Families invested risk capital of Euro 1,500 each. Altogether they raised Euro 50,000 for planning and project development. If the project didn’t move forward, the investment was lost.
They needed to raise 15% of the Euro 5 million cost of the project. The remainder was financed with debt. Each family had to invest a minimum of ~Euro 25,000 per share.
“Wind is a local resource and it is our resource,” says Paulsen. “And we want to make money out of it.”
Paulsen also manages Butendiek (outside the dike), Germany’s proposed Bürgerbeteiligung offshore wind project west of the resort island Sylt.

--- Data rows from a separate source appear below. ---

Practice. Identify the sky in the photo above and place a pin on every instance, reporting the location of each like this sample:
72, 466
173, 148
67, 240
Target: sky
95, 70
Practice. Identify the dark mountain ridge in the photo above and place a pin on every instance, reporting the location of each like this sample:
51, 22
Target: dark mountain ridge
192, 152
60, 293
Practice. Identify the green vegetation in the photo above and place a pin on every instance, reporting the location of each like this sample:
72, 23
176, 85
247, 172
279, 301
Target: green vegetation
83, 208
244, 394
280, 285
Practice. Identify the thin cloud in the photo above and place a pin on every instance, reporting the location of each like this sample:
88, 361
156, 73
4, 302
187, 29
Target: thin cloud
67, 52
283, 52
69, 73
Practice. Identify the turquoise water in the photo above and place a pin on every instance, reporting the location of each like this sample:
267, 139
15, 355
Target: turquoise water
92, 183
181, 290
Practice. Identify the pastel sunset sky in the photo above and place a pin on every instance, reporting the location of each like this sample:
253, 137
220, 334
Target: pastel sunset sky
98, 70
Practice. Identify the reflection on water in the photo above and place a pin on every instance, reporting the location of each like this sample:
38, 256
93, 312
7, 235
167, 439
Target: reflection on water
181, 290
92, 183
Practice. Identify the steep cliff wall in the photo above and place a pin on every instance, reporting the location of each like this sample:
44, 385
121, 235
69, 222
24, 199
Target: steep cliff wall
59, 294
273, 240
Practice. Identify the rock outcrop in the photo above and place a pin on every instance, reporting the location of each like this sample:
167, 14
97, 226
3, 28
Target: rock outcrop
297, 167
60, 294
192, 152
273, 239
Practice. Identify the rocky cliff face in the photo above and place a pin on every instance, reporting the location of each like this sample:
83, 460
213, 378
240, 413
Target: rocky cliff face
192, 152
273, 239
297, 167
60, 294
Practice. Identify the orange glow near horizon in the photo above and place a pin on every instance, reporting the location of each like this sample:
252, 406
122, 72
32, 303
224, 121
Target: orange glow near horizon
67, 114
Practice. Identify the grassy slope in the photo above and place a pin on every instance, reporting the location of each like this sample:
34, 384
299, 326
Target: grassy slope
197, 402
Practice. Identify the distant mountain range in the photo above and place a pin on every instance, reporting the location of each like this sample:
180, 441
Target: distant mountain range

The Butendiek share cooperative currently has 8,400 members and has overcome numerous planning obstacles. Still, the massive 240 MW project is years from fruition. The currently high prices for wind turbines and unexpected increases in the cost of the offshore foundations has delayed the project. This may be to everyone’s advantage as the technology for offshore turbines matures.
Paulsen, like Henning Holst (Husum), and Hans-Detlef Fedderson (Friedrich-Wilhelm-Lübke-Koog) is committed to renewable energy and to its cooperative development.
“We accept change in our landscape for a sustainable form of energy,” says Paulsen. “We want renewable energy, so we do it ourselves.”